The photograph was on the front page, bottom left: just a smallish photograph and taken when he'd had a beard, the beard he'd shaved off the day after his arrival at the hotel. Although Maria Bertolese's English was fairly poor, she could easily follow the copy beneath: 'The police are anxious to interview this man, Alasdair McBryde…'

She gave him the room-key, handed over two twenty-pound notes, and nodded briefly to the newspaper.

'I doan wanna no trouble for Luigi. His heart is not good – is bad.'

The man nodded, put one of the twenties in his wallet, and gave her back the other: 'For the breakfast girl, please.'

When Luigi Bertolese returned from the betting shop at four o'clock, number 8, cum luggage, had disappeared.

*

At the ticket office in the mainline Paddington terminus, McBryde asked for a single to Oxford. The 16.20, calling at Reading, Didcot Parkway, and Oxford, was already standing at Platform 9; but there was ten minutes to spare, and from a British Telecom booth just outside the Menzies bookshop there he rang a number (direct line) in Lonsdale College, Oxford.

Dr Alan Hardinge put the phone down slowly. A fluke he'd been in his rooms really. But he supposed McBryde would have caught up with him somewhere, sometime; there would have been a morning or an afternoon or an evening when there had to come a rendering of accounts, a payment of the bill, eine Rechnung, as the Germans said. He'd agreed to meet the man of course. What option had he? And he would see him; and they would have a distanced drink together, and talk of many things: of what was to be done, and what was not to be done.

And then?

Oh God! What then?

He put his head in his hands and jerked despairingly at the roots of his thick hair. It was the cumulative nature of all these bloody things that was so terrible. Several times over the last few days he'd thought of ending it all. But, strangely perhaps, it had not been any fear concerning death itself that had deterred him; rather his own inability to cope with the practical aspects of any suicide. He was one of those people against whom all machinery, all gadgetry, would ever wage perpetual war, and never in his life had he managed to come to terms with wires and switches and fuses and screws. There was that way of ending things in the garage, for example – with closed doors and exhaust fumes; but Hardinge suspected he'd cock that up completely. Yet he'd have to do something, for life was becoming intolerable: the failure of his marriage; his rejection by the only woman he'd really grown to love; the futility of academic preferment; his pathetic addiction to pornography; the death of his daughter; and now, just a few minutes ago, the reminder of perhaps the most terrible thing of all…

*

The second performance of The Mikado, as Morse recalled, was scheduled, like the first, for 7.30 p.m. Still plenty of time to get ready and go, really. But that evening too he decided against it.

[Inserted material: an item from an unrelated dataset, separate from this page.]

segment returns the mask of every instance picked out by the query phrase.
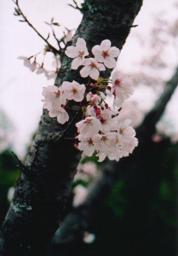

The first night had been all right, yes – but all a bit nervy, a bit 'collywobbly", as the other girls had said. They'd be in really good form that second night, though. David had said she'd been fine the first night -fine] But she'd be better now; she'd show him!

With five minutes to go, she peeped round the curtain again and scanned the packed audience. David's ticket for each of the three nights had been on the back row, and she could see one empty seat there now, next to the narrow gangway. But she could see no David. He must, she thought, be standing just outside the hall, talking to somebody before the show began. But seat K5 was destined to remain unoccupied that evening until, during the last forty minutes, one of the programme-sellers decided she might as well give her aching feet a welcome rest.